De vez en cuando veo películas mas de dos veces, tres, cuatro
y cinco. Algunas veces me duermo, si, otras voy y me beso con la chica que me
acompaña, cómo palomitas y refresco como si no hubiera un mañana, hago de todo
un poco dentro de la sala, pero siempre, siempre disfruto cada momento del
olor, de la textura de los sillones, del cuchicheo previo de la película, de
los mal vistos aplausos al final, del niño que llora, de la película, de los
actores, de los hermosos rostros que aparecen, el extraño sabor del refresco de
máquina, de ese crítico de cine que habla en momentos incómodos, del piso
pegajoso, de los iluminados letreros de salida, de los pequeños leds que
indican los limites del pasillo, de la oscuridad, de la música, de los adolescentes
que gritan; es simplemente el medio en
que se nada. Ir al cine es para mí ir al espacio, donde la gravedad desaparece
durante algunas horas y puedes ser el personaje, vivir experiencias con toda la
emoción, el riesgo, la velocidad y salir para contarlo; cosa que hacemos.

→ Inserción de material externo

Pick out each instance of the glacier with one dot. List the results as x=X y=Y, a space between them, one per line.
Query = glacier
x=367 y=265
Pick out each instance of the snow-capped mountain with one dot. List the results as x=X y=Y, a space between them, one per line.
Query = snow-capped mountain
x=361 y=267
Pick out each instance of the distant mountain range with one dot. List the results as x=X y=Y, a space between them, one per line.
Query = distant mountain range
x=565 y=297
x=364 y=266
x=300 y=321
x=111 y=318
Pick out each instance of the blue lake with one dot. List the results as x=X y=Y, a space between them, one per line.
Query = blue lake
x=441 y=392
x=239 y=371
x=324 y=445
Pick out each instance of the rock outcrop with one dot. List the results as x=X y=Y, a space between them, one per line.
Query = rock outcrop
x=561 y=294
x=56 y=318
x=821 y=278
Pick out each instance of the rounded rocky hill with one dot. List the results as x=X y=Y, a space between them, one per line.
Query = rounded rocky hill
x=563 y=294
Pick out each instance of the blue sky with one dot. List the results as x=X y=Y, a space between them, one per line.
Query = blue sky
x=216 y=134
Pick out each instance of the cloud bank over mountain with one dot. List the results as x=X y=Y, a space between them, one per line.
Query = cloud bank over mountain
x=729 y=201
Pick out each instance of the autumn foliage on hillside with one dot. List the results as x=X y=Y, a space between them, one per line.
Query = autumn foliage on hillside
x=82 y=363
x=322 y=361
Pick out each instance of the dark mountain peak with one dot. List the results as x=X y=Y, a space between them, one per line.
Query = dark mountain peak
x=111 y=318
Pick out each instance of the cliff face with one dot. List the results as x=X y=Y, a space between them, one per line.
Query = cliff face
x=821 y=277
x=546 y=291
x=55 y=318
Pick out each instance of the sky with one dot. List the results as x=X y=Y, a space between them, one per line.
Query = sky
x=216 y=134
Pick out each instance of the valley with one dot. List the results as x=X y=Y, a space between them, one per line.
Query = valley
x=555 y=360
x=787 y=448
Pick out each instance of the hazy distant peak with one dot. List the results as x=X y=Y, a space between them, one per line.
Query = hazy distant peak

Me fascinan la pequeñas motas de polvo que habitan alrededor
del proyecto, en la luz de la imagen, entre el lente y la pantalla, sobre el
publico y debajo del techo; agitadas, excitadas, bailando algún extraño ritual.
A veces y después de ver la película en turno por más de tres veces me siento
en los sillones superiores, al fondo, aquellos sillones donde los novios se
refugian para tener encuentros sexuales; y me recuesto para observar las
pequeñas y danzarinas motas de polvo; polvo que no es otra cosa que piel, es parte
de la audiencia, es como si cada vez que uno acude al cine dejara una pequeña parte
de si mimo, una parte que no puede dejar las historias y decide vivir alrededor
de la luz, atraída como los insectos; desde ese punto no somos tan diferentes a
las palomillas que se golpean una y otra vez contra el foco del patio, los
humanos, al igual que los insectos acudimos a ver historias atreves de la luz,
¿quien sabe que vean los insectos?, puede que lo mismo.